Quelques semaines plus tard le medecin familial le faisait hospitaliser quelques jours pour "examens". Il y est resté 4 mois !
En fait, il a été désintoxicé. C'est a dire qu'on l'a soigné contre son gré. Nous ne savions pas non plus, mais nous avons vite compris que ce n'était pas de simples examens. Depuis, il n'a pas replongé, malgré une convalescence longue et difficile. Sans ce médecin, je ne sais pas ou nous en serions aujourd'hui !!
Mais je ne sais pas si j'aurais aimé en parler à mon entourage, avant. Je pense que je préfère que personne n'ait rien su. J'aurais plus souffert d'en parler, je pense. Peut-etre est-ce lié à un sentiment très enfoui de culpabilité.
> 6/ ESt-on venu au devant de vous pour vous aider ?
Non... Jamais.
Dans l'entourage de mon père, on faisait semblant de ne rien savoir.
7/ Quelqu'un a-t-il perçu vos difficultés ? Si oui, vous a-t-il aidé ? De quelle manière ? Si non avez vous partagé ces difficultés avec qq ?
Non...
> 8/ Si vous n'avez pas été aidé, auriez-vous souhaité l'étre ? Par qui et de quelle manière ?
Par les frères et soeurs de mon père. La famille ignorait le problème... Bien que mon père ne soit pas le seul à en avoir souffert.
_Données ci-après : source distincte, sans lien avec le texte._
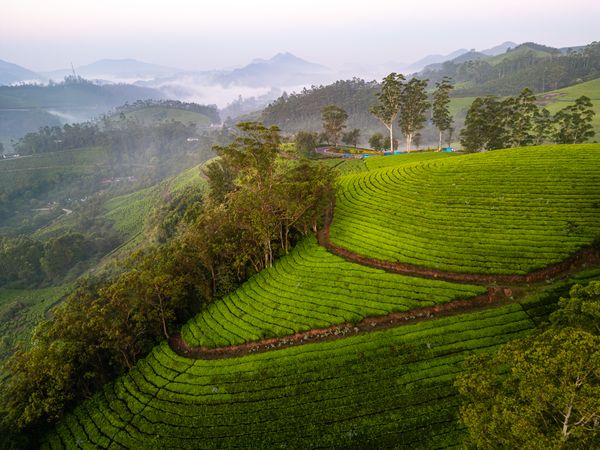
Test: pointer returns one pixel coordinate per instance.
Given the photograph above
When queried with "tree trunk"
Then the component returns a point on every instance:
(162, 312)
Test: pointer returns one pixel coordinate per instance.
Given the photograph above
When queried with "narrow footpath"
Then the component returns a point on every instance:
(497, 293)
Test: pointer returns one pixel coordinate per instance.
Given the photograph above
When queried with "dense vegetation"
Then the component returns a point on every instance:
(509, 211)
(542, 391)
(392, 388)
(529, 65)
(302, 111)
(383, 389)
(311, 288)
(210, 111)
(257, 207)
(493, 123)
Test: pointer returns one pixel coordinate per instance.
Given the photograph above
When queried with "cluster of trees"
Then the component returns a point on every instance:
(542, 392)
(494, 123)
(398, 102)
(258, 205)
(210, 111)
(528, 65)
(302, 111)
(52, 139)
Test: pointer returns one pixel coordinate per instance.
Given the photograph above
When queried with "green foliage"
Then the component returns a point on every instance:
(20, 311)
(351, 137)
(106, 325)
(541, 392)
(485, 125)
(389, 102)
(441, 117)
(334, 119)
(521, 122)
(311, 288)
(528, 65)
(306, 142)
(581, 309)
(516, 122)
(574, 123)
(378, 390)
(543, 126)
(376, 141)
(302, 111)
(548, 399)
(498, 212)
(150, 111)
(61, 253)
(413, 105)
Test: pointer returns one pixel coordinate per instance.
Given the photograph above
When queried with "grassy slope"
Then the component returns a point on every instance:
(553, 101)
(50, 166)
(565, 97)
(508, 211)
(311, 288)
(392, 388)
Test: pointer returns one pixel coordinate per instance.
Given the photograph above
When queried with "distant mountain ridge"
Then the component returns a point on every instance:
(13, 73)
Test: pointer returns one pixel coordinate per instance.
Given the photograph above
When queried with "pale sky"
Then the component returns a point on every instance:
(199, 34)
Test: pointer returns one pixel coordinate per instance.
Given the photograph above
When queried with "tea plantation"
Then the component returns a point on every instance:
(311, 288)
(502, 212)
(507, 211)
(382, 389)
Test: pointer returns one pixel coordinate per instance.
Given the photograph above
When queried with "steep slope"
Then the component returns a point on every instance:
(390, 388)
(502, 212)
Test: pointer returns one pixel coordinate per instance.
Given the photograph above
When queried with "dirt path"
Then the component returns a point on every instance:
(585, 257)
(495, 296)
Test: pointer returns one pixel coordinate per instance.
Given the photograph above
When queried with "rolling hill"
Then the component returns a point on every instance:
(12, 73)
(342, 372)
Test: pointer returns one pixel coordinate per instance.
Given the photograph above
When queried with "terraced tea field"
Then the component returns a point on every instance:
(382, 389)
(311, 288)
(502, 212)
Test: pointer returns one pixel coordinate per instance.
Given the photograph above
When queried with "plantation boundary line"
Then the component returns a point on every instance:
(587, 256)
(494, 296)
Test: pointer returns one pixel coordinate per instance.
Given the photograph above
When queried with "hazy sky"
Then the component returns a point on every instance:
(205, 34)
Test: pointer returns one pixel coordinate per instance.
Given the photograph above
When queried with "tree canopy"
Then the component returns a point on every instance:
(541, 392)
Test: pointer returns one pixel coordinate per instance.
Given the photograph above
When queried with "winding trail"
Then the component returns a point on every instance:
(496, 295)
(587, 256)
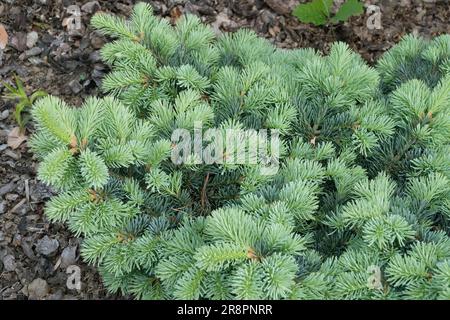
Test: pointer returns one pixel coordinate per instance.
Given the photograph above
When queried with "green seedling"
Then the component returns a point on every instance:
(19, 94)
(318, 12)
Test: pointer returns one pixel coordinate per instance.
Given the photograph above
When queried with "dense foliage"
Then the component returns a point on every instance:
(359, 209)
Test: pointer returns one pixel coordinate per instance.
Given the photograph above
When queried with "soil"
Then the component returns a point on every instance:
(35, 254)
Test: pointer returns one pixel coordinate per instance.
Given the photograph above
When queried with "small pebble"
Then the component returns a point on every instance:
(9, 263)
(32, 38)
(47, 246)
(68, 256)
(38, 289)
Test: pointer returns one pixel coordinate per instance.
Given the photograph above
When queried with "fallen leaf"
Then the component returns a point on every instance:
(3, 37)
(15, 138)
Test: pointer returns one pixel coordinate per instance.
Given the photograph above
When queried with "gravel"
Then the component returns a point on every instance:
(47, 246)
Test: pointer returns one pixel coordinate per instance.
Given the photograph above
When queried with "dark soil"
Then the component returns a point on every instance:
(66, 63)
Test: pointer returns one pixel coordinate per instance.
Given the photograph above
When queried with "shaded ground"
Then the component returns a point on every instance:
(34, 254)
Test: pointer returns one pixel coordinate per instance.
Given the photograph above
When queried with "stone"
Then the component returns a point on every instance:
(47, 246)
(32, 38)
(9, 262)
(68, 256)
(38, 289)
(19, 41)
(33, 52)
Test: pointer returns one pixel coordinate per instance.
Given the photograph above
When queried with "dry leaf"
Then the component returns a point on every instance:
(3, 37)
(15, 138)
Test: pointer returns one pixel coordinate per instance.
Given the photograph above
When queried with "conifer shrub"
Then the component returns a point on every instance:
(359, 207)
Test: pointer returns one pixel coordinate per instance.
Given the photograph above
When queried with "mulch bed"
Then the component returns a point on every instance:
(34, 254)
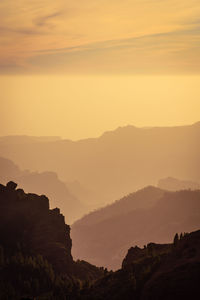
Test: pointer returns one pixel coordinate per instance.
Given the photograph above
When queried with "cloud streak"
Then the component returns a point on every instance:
(102, 37)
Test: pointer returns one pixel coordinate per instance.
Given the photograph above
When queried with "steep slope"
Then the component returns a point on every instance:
(35, 249)
(132, 157)
(158, 271)
(174, 184)
(46, 183)
(104, 241)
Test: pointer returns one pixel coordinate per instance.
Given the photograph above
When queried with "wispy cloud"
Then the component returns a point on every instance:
(101, 37)
(43, 20)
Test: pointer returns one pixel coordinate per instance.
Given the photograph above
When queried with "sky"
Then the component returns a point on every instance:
(78, 68)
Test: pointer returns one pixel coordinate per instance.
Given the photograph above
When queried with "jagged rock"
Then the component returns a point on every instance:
(11, 185)
(28, 220)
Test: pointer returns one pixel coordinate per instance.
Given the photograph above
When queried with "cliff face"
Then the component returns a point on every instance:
(26, 220)
(157, 271)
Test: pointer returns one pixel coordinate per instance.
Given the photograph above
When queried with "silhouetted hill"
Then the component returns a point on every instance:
(46, 183)
(116, 163)
(174, 184)
(167, 272)
(102, 237)
(35, 249)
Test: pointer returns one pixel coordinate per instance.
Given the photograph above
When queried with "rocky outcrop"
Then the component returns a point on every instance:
(27, 220)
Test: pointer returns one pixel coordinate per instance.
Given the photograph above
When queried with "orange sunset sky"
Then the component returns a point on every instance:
(78, 68)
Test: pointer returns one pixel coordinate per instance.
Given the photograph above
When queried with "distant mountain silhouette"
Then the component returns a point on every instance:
(46, 183)
(155, 272)
(116, 163)
(36, 260)
(174, 184)
(149, 215)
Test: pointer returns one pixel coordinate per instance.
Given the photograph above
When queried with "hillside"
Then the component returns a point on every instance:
(103, 237)
(174, 184)
(157, 271)
(35, 249)
(46, 183)
(116, 163)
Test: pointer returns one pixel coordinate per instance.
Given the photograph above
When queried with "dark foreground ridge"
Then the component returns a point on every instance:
(158, 271)
(36, 261)
(35, 249)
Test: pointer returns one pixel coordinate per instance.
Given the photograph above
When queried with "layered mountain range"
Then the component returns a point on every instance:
(115, 164)
(148, 215)
(36, 260)
(47, 183)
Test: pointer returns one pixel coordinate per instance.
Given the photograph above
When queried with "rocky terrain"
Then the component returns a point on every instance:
(148, 215)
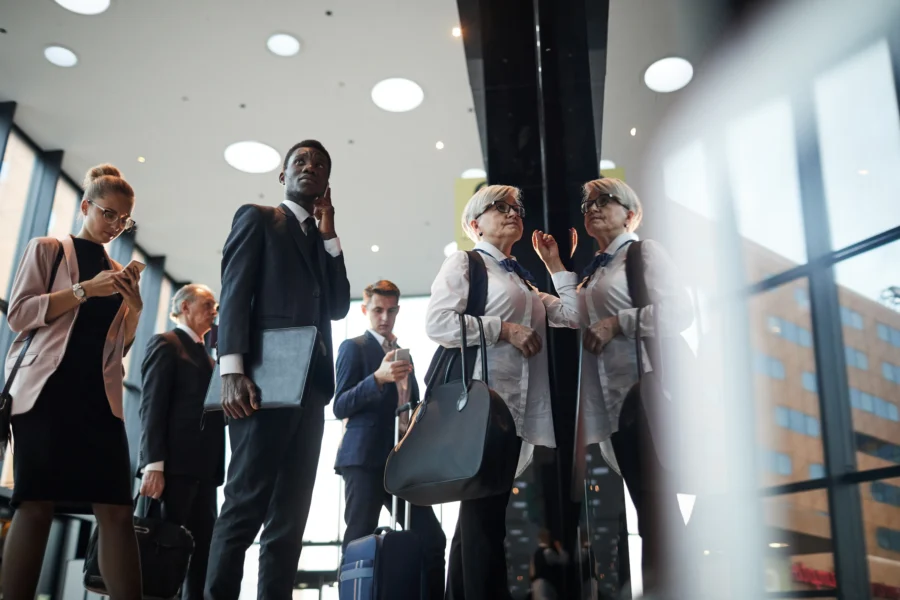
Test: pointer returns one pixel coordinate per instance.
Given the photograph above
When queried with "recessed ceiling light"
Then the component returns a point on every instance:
(61, 57)
(252, 157)
(283, 44)
(668, 74)
(85, 7)
(397, 95)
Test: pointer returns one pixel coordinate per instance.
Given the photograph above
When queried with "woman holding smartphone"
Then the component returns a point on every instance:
(71, 452)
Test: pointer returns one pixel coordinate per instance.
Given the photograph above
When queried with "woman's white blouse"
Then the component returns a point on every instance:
(523, 383)
(606, 378)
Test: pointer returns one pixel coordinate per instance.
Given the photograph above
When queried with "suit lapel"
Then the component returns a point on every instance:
(299, 237)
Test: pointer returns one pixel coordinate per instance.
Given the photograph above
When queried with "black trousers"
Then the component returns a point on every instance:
(478, 552)
(364, 495)
(657, 508)
(192, 504)
(274, 458)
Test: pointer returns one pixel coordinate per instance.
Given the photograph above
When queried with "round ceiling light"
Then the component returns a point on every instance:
(283, 44)
(85, 7)
(397, 95)
(252, 157)
(668, 74)
(61, 57)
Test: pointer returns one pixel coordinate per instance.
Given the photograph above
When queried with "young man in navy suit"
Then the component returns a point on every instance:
(370, 387)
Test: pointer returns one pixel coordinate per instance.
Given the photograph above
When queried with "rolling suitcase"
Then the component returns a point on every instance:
(389, 564)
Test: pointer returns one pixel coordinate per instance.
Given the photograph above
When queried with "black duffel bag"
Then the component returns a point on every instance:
(461, 443)
(165, 549)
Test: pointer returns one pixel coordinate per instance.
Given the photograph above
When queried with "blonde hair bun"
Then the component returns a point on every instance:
(99, 171)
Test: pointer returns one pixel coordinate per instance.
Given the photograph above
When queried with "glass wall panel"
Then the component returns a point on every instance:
(762, 164)
(65, 206)
(859, 137)
(798, 553)
(869, 315)
(787, 400)
(15, 180)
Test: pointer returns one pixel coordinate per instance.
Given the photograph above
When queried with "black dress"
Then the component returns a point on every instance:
(70, 448)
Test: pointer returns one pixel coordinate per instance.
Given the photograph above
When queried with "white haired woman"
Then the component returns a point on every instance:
(515, 321)
(612, 212)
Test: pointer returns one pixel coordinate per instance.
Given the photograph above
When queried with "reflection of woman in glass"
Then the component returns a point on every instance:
(71, 453)
(612, 212)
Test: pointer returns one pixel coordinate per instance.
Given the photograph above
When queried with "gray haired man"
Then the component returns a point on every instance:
(181, 463)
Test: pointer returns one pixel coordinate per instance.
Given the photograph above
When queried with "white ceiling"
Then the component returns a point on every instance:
(391, 187)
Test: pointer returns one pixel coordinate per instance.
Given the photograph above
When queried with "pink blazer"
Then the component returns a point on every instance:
(28, 304)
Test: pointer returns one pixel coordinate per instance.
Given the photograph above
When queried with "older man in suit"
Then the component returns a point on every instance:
(281, 267)
(371, 385)
(183, 462)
Nous leur avons souvent demandé de l'aide mais aucun n'a voulu nous aider. Ils faisaient l'autruche...
> 9/ Au cours de cette période, avez-vous rencontré des professionnels (médecins, éducateurs, assistantes sociales, ...) qui ont eu connaissance de l'alcoolisme de votre père ? Si oui, vous ont-il proposé de l'aide ?
Notre médecin traitant. Il a d'abord essayé de convaincre mon père de se faire soigner, en vain. Ensuite il a utilisé le stratagème décrit plus haut.
Mon père a aussi consulté un psy pendant quelques années, sans résultat.
> 10/ Aujourd'hui, que pouvez-vous dire de cette période ? Que ressentez vous quand vous y repensez ?
A lire les témoignages d'autres enfants d'alcooliques, je me dis que nous aurions pu tomber plus mal. Je suis heureuse que mon père ait pu guérir, meme si j'ai de la peine pour toutes ces années perdues. En fait, j'ai surtout de la peine pour mon père. Il était malheureux et pour moi c'est une maladie qui l'a frappée. Je comprends les raisons pour lesquelles il est tombé la-dedans (antécédants familiaux, vie privée...). J'ai tendance, aujourd'hui, à le deresponsabiliser (contre-coup de la guérison, et de ma propre culpabilité), après lui en avoir voulu de ne pas s'etre fait soigner.
J'ai aussi de la peine pour ma mère qui a du supporter ca tout ce temps. Je vois aussi que ma soeur a ete tres fragilisée par toutes ces années. Moi, je n'ai pas l'impression d'etre très affectée, mais je le suis sans doute tout de meme...
Nous avons aussi eu beaucoup de chance qu'il ne replonge pas...
Je voudrais que l'image qu'on a de l'alcoolisme change. Les alcooliques ne sont pas (ou du moins pas tous !) des monstres... ce sont des gens malades, avant tout.